Washington, DC 20549-7010
Attention: | Mr. Patrick Gilmore Accounting Branch Chief | |||
Re: | Digi International Inc. Form 10-K for the Fiscal Year Ended September 30, 2011 Filed November 29, 2011 File No. 001-34033 |
Ladies and Gentlemen:
Digi International Inc. (collectively with all of its subsidiaries included in its consolidated financial statements, we, our, us, or the Company), is responding to the letter dated January 31, 2012, of Patrick Gilmore of the Division of Corporation Finance to Joseph T. Dunsmore, Chairman, President, Chief Executive Officer and Director of the Company, with respect to comments on the above-referenced filing. For ease of reference, this letter is formatted to include the staffs comments, followed by the Companys response.

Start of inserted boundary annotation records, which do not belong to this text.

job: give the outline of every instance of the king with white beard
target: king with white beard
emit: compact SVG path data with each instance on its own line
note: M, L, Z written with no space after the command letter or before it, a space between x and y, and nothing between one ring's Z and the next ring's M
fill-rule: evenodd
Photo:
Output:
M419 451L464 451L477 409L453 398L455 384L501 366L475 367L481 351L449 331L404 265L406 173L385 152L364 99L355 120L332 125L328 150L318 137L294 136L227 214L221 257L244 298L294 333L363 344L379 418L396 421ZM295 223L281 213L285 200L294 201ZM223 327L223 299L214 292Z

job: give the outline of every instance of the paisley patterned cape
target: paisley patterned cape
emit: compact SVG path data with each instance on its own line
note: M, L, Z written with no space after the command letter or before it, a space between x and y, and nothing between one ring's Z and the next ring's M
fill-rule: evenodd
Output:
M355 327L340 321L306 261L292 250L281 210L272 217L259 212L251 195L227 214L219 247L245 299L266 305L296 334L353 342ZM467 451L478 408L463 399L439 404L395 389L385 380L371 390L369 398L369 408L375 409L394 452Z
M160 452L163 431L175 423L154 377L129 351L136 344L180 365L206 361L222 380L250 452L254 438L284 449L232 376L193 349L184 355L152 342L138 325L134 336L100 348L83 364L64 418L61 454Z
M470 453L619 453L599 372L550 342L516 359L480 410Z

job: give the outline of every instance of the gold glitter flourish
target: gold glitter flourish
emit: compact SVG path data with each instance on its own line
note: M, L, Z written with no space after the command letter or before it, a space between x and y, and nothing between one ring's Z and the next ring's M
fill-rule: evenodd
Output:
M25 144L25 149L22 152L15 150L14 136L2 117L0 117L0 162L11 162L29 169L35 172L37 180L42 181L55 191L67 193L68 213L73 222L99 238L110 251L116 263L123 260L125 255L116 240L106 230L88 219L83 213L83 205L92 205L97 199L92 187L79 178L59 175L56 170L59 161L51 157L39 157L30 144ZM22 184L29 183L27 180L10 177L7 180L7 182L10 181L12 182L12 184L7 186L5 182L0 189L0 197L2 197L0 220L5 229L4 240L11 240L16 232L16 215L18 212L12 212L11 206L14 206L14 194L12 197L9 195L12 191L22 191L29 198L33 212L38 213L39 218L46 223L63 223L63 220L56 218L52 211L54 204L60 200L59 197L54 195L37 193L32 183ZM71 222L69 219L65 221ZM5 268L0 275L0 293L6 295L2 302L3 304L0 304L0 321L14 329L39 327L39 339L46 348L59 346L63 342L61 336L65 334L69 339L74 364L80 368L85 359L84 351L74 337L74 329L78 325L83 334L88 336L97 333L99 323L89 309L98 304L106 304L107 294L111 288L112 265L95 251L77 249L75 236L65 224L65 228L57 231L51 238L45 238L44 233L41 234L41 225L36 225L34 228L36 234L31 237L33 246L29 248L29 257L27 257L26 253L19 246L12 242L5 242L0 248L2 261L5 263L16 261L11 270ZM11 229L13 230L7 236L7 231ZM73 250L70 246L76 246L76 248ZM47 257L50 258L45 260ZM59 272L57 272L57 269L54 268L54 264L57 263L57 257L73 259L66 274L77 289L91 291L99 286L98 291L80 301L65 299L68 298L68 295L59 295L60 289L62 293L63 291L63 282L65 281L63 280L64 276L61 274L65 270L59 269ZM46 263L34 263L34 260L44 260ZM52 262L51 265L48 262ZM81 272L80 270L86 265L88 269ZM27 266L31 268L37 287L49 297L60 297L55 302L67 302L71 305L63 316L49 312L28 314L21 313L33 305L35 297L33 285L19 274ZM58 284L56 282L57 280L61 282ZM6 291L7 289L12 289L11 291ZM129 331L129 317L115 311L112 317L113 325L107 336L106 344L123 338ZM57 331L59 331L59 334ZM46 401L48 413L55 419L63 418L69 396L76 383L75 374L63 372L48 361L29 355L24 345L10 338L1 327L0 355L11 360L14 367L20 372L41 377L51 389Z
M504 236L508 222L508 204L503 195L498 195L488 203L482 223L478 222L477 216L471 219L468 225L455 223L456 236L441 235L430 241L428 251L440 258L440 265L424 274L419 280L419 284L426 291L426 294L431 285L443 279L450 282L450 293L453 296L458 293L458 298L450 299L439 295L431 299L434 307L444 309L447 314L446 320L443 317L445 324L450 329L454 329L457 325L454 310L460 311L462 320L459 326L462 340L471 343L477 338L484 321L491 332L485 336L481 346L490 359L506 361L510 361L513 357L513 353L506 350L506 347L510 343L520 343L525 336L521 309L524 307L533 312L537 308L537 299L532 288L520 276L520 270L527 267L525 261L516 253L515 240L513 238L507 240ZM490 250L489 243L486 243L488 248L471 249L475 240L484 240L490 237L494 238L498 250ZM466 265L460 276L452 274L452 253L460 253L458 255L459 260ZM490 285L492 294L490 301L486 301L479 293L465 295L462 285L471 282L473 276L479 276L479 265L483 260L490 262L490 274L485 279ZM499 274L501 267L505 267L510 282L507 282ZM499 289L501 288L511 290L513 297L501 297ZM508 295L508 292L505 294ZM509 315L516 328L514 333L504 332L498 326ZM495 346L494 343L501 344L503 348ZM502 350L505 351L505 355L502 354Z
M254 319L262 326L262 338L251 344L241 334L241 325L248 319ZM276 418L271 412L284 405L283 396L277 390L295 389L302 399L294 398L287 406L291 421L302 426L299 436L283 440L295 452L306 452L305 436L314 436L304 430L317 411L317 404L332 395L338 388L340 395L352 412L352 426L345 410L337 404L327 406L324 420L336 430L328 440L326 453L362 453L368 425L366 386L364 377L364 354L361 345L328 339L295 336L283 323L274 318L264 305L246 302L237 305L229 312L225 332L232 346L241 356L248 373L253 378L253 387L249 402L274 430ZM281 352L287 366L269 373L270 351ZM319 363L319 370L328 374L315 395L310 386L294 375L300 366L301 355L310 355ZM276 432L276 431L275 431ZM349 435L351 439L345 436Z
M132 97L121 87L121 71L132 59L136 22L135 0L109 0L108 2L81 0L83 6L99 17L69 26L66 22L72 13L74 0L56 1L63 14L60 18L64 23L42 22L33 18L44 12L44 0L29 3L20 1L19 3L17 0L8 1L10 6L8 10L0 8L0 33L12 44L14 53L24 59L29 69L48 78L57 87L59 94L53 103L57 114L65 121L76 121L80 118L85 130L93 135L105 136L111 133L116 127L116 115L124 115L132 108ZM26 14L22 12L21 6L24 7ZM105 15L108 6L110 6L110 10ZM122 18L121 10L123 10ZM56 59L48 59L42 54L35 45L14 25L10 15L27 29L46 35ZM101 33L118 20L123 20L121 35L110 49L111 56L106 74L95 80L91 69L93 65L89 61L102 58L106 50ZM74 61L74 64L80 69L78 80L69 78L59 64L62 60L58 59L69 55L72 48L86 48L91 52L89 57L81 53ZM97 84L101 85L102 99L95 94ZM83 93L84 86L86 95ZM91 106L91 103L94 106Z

Form 10-K for the Fiscal Year Ended September 30, 2011
Item 7 Managements Discussion and Analysis of Financial Condition and Results of Operations
Consolidated Results of Operations
Gross Profit, page 35
1. | We note from your consolidated statement of cash flows for the year ended September 30, 2011 that you recorded a $2 million expense due to inventory obsolescence. Given that this expense was significant and was more than double the inventory obsolescence expense recorded in prior years, please tell us how you considered discussing the reasons for the increase and its impact on your results of operations. Further, tell us how you considered disclosing whether this is a trend that is reasonably likely to have a material impact on future results. See Section III.B.3 of Release No. 33-8350 for additional guidance. |
Securities and Exchange Commission
February 27, 2012
Page 2
Response:
As reported on page 39 of our Annual Report on Form 10-K for the fiscal year ended September 30, 2011 (the Form 10-K), we experienced an increase in inventory obsolescence as a result of revaluing our inventory to a lower of cost or market basis. Inventory obsolescence expense increased due to charges resulting from a decrease in the valuation of specific mature product lines and purchases originally targeted for specific customer sales opportunities that are no longer expected to be realized. Obsolescence expense also increased as a result of the restructuring of our manufacturing operations, including the elimination of the manufacturing function in our Breisach, Germany and United Kingdom facilities. We completed the restructuring in the first fiscal quarter of 2012. Inventory obsolescence expense decreased gross margin by approximately 1.0% in fiscal 2011 as compared to 0.5% in fiscal 2010. We believe that our Form 10-K accurately disclosed the material reasons for the change in our gross profit in fiscal 2011 as compared to the previous fiscal year, although we recognize that more granularity in our disclosures may be appropriate. We enhanced our Gross Margin disclosure in the first fiscal quarter of 2012 to acknowledge the increase in inventory obsolescence compared to the same quarter in the prior fiscal year, but indicated that we do not expect this is a trend that will continue in future periods. We will continue to disclose the impact of obsolescence if material in future periodic filings.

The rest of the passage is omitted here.